I trembled a little as I looked at the boy in the mirror. However, his svelte shape looked really nice. I blushed as I turned around. When I spoke to explain to Mayu the glittery writing, I paused. My voice didn’t sound any different than normal. It was soft and girlish.

Mayu frowned when I told her what it said, “That’s weird. Did it mess up turning you into a boy?” I walked over to my closet and slid it open. My eyes widened. I had a little makeup table with all sorts of products. And then dresses and outfits that outnumbered everything I’d ever bought as a girl. I felt a little underdressed in the jeans and t-shirt this universe had given me.

We found our parents still in front of the TV. They seemed largely unchanged. They didn’t seem bothered I was a boy, which unnerved me the most. Through a series of carefully-worded dumb questions, we learned my name was Kiyoshi. And I cross-dressed all the time for class because I went to the same girl’s school with Mayu.

I tried to not let my stunned feelings show to mom and dad.

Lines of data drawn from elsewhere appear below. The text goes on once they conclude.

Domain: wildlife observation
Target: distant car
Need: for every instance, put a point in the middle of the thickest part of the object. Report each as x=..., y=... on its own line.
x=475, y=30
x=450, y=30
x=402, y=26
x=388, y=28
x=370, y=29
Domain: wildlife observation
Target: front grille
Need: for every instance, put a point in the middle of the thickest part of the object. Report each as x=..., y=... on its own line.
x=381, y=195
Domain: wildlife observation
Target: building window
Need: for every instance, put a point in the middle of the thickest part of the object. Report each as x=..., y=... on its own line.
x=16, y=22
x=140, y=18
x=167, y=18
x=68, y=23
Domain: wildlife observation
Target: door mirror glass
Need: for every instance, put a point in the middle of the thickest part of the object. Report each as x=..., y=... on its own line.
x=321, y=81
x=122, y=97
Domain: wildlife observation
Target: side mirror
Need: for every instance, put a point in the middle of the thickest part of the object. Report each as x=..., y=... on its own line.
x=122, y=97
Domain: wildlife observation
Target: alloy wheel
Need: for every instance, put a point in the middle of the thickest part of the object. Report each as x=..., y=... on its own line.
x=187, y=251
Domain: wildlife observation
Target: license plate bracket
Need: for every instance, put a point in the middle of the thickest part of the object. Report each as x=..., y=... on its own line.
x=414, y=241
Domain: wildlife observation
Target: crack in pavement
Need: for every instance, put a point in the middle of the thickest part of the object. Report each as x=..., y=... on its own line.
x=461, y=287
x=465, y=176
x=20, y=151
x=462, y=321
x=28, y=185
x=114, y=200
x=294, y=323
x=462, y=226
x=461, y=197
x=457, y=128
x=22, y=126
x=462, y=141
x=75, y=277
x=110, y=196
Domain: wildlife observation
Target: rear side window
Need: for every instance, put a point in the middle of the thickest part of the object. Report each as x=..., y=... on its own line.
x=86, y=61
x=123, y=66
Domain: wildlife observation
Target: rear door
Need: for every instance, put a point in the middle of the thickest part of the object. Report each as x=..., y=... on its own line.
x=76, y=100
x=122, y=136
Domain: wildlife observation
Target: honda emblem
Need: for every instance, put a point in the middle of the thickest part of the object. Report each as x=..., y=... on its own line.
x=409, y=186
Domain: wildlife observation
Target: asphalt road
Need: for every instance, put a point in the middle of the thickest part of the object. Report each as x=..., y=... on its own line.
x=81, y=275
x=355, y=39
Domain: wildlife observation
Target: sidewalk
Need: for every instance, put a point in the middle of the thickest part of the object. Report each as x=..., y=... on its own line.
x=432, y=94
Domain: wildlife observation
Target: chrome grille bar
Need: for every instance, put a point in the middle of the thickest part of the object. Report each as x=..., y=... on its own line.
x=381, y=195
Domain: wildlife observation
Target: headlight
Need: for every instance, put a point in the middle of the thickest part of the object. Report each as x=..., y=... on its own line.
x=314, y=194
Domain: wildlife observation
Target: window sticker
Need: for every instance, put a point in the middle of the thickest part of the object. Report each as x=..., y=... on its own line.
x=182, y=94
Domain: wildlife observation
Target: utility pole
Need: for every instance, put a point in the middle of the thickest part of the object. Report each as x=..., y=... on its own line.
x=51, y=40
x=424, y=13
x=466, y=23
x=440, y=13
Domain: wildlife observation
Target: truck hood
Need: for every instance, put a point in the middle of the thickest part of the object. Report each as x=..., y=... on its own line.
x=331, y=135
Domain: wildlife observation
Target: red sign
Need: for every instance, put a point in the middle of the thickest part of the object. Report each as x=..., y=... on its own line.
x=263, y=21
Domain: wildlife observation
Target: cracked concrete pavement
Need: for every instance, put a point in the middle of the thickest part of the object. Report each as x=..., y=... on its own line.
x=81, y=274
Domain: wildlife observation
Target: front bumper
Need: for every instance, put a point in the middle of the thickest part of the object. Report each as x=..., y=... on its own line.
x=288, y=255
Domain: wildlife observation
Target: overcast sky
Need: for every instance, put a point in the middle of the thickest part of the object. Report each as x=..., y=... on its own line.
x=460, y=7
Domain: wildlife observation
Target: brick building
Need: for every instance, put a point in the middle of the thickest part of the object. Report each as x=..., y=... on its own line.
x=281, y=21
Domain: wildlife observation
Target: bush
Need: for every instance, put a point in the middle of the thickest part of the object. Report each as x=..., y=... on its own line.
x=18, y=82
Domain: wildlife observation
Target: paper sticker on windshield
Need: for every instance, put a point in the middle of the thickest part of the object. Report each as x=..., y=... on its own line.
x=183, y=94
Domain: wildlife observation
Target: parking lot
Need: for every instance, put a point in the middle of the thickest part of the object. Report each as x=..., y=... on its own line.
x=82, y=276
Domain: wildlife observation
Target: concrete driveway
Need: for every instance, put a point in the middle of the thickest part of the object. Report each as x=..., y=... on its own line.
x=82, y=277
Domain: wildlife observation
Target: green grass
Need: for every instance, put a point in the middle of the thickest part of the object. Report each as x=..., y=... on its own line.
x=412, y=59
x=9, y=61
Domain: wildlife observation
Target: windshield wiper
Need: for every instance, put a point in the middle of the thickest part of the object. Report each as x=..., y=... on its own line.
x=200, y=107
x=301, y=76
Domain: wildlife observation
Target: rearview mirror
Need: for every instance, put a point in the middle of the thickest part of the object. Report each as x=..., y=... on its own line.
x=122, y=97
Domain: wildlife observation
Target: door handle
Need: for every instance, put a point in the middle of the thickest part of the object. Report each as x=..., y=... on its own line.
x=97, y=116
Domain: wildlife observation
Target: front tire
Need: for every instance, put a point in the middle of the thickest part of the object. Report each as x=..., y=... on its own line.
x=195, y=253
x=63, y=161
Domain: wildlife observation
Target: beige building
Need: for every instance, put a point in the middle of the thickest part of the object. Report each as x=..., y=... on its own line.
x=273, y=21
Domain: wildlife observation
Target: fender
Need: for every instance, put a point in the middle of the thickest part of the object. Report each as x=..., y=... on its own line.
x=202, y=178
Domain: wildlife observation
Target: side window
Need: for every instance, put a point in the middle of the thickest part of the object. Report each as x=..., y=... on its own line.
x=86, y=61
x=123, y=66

Mom gave us each a kiss on the forehead and told us to finish up whatever homework we had before bedtime. I had plenty and so did Mayu, but we just couldn’t get up the enthusiasm to do it. It seemed entirely pointless because the next alteration to the universe would probably just undo all our work.

I tried to get used to my new bedroom. I tried to get used to the way I walked. I tried. But it felt unnerving. I just wanted to be a girl again. I did give Mayu a little bit of information. She listened as intently as I did to her stories of games and animes. She eyed her papers but ultimately gave into exhaustion.

I knew that after my shower I’d be able to turn back into Kyoko…myself…but I thought about it a minute and told Mayu, “I think…I’d like to try being a boy for a while.” Despite the fact it unnerved me and felt strange, there was something about it that also made me feel curious.

I was intrigued by all the bath items that Kiyoshi had. He sure took care of himself. I settled into my bath with my head back and heart trying to relax. Having a flat chest was the nicest part. While Mayu envied my chest all those years in my head, I relished the idea of time away from it.

After I dressed and said goodnight to Mayu, mom tucked me in. I sighed at the darkened ceiling. I had no idea what tomorrow would bring. I lingered on my mother’s smiling face and I felt my tears tickle me with pain. No matter how much I tried to wipe them away, they kept coming back.

I held my father’s laugh and my mother’s smile in my thoughts. They kept cycling over and over and over and I just couldn’t stop the tears. I fidgeted and turned in bed till there were hardly any covers left on it. Eventually, the tiredness of everything overwhelmed me and I slept.